The current crisis has amplified a downside of globalization: the interconnectivity of market production has for the past several decades led to the hollowing out of manufacturing capability. Since the early years of the last decade there have been calls for and moves toward a reshoring of manufacturing--largely a result of a lack of jobs and the social risks of insufficient employment for large swathes of the population. This in turn has led to a commensurate focus on the skills and competencies associated with being able to build and make things. And herein lies the main irony of where we are in education: the skills that are in high demand are those most difficult to teach online.

As the global community starts to grasp the magnitude of the challenges we are collectively facing those of us in universities and colleges are starting to plan for unknown event horizons, including when to restart in-person instruction. While it is not feasible to think that whole societies can remain in socially distant quasi-isolation indefinitely, we are witnessing a wholesale move towards more online, distributed, or flexible teaching and learning. This means thinking through how we can translate educational outcomes adapted for distributed teaching and learning. It also means figuring how we might prioritize programming to account for and accommodate those whose programs have been disrupted. We'll need to work out the best means to stage online back into in-person engagements, and to adapt in situ learning to the inevitable new guidelines or rules around social distancing.

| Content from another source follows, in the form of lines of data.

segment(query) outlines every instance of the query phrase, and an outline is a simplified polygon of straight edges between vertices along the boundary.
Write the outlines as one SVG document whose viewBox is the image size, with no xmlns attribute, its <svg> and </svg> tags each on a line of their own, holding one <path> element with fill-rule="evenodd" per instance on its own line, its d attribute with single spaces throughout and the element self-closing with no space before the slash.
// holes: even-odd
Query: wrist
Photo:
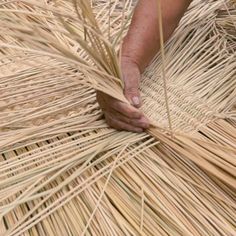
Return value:
<svg viewBox="0 0 236 236">
<path fill-rule="evenodd" d="M 127 55 L 127 54 L 122 54 L 121 55 L 121 66 L 129 66 L 129 67 L 136 67 L 140 74 L 141 74 L 141 68 L 140 68 L 140 63 L 138 63 L 137 60 L 135 60 L 134 57 Z"/>
</svg>

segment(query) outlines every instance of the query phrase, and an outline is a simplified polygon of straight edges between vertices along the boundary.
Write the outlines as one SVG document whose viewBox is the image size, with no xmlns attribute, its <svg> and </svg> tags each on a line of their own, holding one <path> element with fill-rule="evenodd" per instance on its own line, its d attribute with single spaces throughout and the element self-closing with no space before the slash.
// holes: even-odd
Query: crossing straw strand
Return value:
<svg viewBox="0 0 236 236">
<path fill-rule="evenodd" d="M 0 235 L 235 235 L 235 1 L 193 1 L 165 45 L 166 91 L 161 54 L 142 76 L 142 134 L 109 128 L 95 94 L 127 102 L 133 9 L 1 2 Z"/>
</svg>

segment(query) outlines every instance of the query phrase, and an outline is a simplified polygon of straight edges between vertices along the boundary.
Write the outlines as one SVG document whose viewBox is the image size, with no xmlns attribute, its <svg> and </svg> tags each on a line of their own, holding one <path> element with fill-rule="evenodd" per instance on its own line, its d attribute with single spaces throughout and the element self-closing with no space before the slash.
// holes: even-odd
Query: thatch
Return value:
<svg viewBox="0 0 236 236">
<path fill-rule="evenodd" d="M 236 235 L 235 2 L 193 1 L 165 47 L 172 130 L 157 55 L 142 134 L 109 128 L 95 96 L 127 102 L 132 9 L 0 3 L 0 235 Z"/>
</svg>

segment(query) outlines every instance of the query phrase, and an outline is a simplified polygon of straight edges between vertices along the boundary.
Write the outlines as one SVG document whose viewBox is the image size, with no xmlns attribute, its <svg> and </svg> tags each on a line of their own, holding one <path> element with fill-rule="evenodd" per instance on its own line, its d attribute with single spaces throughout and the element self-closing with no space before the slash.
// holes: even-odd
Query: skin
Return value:
<svg viewBox="0 0 236 236">
<path fill-rule="evenodd" d="M 117 130 L 143 132 L 149 121 L 139 110 L 141 73 L 160 49 L 157 14 L 158 0 L 139 0 L 121 51 L 121 70 L 125 84 L 127 105 L 104 93 L 97 92 L 97 101 L 106 122 Z M 174 32 L 191 0 L 159 0 L 162 5 L 164 40 Z"/>
</svg>

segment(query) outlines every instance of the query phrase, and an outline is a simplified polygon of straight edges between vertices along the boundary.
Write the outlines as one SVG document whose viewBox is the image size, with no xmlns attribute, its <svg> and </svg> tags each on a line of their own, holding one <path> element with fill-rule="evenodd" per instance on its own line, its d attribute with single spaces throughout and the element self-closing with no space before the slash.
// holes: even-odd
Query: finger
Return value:
<svg viewBox="0 0 236 236">
<path fill-rule="evenodd" d="M 108 123 L 108 125 L 116 130 L 126 130 L 126 131 L 131 131 L 131 132 L 136 132 L 136 133 L 143 132 L 143 129 L 140 127 L 127 124 L 109 115 L 105 115 L 105 117 L 106 117 L 106 122 Z"/>
<path fill-rule="evenodd" d="M 140 72 L 138 67 L 132 70 L 123 70 L 123 80 L 125 84 L 124 94 L 131 105 L 139 108 L 141 106 L 141 98 L 139 93 Z"/>
<path fill-rule="evenodd" d="M 140 119 L 132 119 L 132 118 L 125 116 L 124 114 L 117 112 L 117 111 L 113 111 L 109 114 L 110 114 L 111 118 L 114 118 L 116 120 L 122 121 L 126 124 L 129 124 L 129 125 L 132 125 L 135 127 L 139 127 L 142 129 L 147 129 L 149 127 L 149 121 L 144 116 L 142 116 Z"/>
</svg>

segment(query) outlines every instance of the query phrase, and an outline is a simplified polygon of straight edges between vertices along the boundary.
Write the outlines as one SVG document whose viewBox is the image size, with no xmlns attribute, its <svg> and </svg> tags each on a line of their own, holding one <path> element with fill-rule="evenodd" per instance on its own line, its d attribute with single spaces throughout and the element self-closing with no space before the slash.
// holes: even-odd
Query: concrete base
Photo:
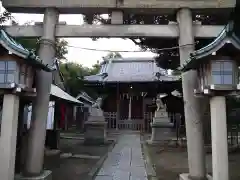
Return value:
<svg viewBox="0 0 240 180">
<path fill-rule="evenodd" d="M 212 180 L 212 176 L 207 175 L 207 177 L 205 179 L 202 178 L 190 178 L 188 173 L 183 173 L 179 175 L 179 180 Z"/>
<path fill-rule="evenodd" d="M 151 140 L 148 141 L 148 144 L 160 144 L 164 141 L 169 141 L 172 139 L 173 123 L 170 123 L 170 120 L 167 114 L 164 112 L 161 113 L 160 117 L 154 117 L 152 126 L 152 136 Z M 157 115 L 157 112 L 155 113 Z"/>
<path fill-rule="evenodd" d="M 14 180 L 52 180 L 52 171 L 45 170 L 41 175 L 34 177 L 24 177 L 21 174 L 17 174 Z"/>
<path fill-rule="evenodd" d="M 86 145 L 99 145 L 105 144 L 107 132 L 107 122 L 105 121 L 87 121 L 85 123 L 84 144 Z"/>
</svg>

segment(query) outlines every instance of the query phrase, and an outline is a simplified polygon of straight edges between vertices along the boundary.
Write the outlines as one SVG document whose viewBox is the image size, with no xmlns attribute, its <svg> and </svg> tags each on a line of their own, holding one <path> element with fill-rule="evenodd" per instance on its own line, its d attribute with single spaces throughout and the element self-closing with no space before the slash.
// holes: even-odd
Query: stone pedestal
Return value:
<svg viewBox="0 0 240 180">
<path fill-rule="evenodd" d="M 106 142 L 107 122 L 102 110 L 94 108 L 88 121 L 85 122 L 84 143 L 88 145 L 104 144 Z"/>
<path fill-rule="evenodd" d="M 52 180 L 52 172 L 49 170 L 43 171 L 39 176 L 24 177 L 20 174 L 16 175 L 14 180 Z"/>
<path fill-rule="evenodd" d="M 188 173 L 183 173 L 179 175 L 179 180 L 192 180 L 192 179 L 193 178 L 191 178 Z M 206 178 L 199 178 L 196 180 L 213 180 L 213 179 L 212 176 L 206 175 Z"/>
<path fill-rule="evenodd" d="M 13 180 L 15 170 L 19 97 L 5 94 L 0 127 L 0 179 Z"/>
<path fill-rule="evenodd" d="M 160 109 L 155 112 L 155 117 L 153 118 L 152 126 L 152 136 L 149 144 L 159 144 L 167 140 L 171 140 L 171 128 L 173 123 L 170 123 L 170 118 L 166 109 Z"/>
</svg>

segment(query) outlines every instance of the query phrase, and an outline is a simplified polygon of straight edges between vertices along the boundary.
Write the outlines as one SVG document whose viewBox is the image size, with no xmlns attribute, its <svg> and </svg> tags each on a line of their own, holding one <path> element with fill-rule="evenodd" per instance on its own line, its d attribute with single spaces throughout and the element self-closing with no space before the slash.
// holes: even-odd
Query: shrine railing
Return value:
<svg viewBox="0 0 240 180">
<path fill-rule="evenodd" d="M 152 113 L 145 112 L 143 119 L 120 119 L 116 121 L 116 112 L 104 112 L 108 129 L 135 130 L 149 132 Z"/>
</svg>

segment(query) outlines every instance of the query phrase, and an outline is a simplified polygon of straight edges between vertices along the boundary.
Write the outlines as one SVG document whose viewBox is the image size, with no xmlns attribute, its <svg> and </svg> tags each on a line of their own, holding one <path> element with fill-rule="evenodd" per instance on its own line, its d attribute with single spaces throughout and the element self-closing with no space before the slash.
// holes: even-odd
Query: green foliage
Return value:
<svg viewBox="0 0 240 180">
<path fill-rule="evenodd" d="M 16 38 L 16 41 L 22 44 L 25 48 L 33 50 L 36 54 L 39 49 L 39 38 Z M 66 59 L 68 53 L 68 42 L 64 39 L 56 39 L 56 54 L 58 59 Z"/>
<path fill-rule="evenodd" d="M 93 89 L 84 86 L 84 76 L 95 75 L 99 72 L 100 65 L 95 64 L 92 68 L 80 64 L 68 62 L 60 64 L 60 71 L 63 74 L 68 93 L 76 97 L 81 91 L 87 92 L 92 97 L 97 97 Z"/>
</svg>

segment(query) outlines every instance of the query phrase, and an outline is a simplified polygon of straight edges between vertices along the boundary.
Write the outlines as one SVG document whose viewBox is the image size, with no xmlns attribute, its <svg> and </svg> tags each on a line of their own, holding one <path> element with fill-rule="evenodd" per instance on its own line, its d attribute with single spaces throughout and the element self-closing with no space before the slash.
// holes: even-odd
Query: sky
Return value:
<svg viewBox="0 0 240 180">
<path fill-rule="evenodd" d="M 4 8 L 1 8 L 1 11 L 3 10 Z M 43 21 L 43 15 L 41 14 L 13 14 L 13 16 L 19 24 Z M 83 23 L 83 17 L 82 15 L 60 15 L 59 21 L 64 21 L 69 25 L 81 25 Z M 121 38 L 101 38 L 97 41 L 93 41 L 91 38 L 65 38 L 65 40 L 68 41 L 69 46 L 74 46 L 68 47 L 67 60 L 87 67 L 91 67 L 93 64 L 96 64 L 97 61 L 101 61 L 102 57 L 106 56 L 108 52 L 88 51 L 76 47 L 107 49 L 112 51 L 140 50 L 131 40 Z M 120 54 L 123 57 L 153 57 L 155 55 L 151 52 L 124 52 Z"/>
</svg>

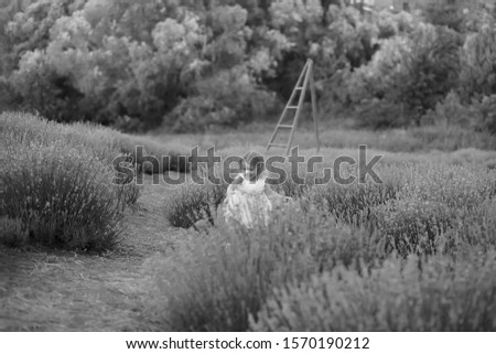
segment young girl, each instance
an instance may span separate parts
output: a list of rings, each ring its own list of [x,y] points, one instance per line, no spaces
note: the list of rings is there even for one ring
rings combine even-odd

Throughout this it occurs to me that those same goals of globalization--of distributing the means of production to lower cost regions--has led to precisely some of the problems we face in online education. Everything from engineering to design to health care will have to adapt in the short term, which may lead to positive changes over the long term. Now is the time to focus on how effective pedagogy can drive the use of any technology, and to heed the decades of research into teaching and learning, particularly as mediated through technologies like the Internet.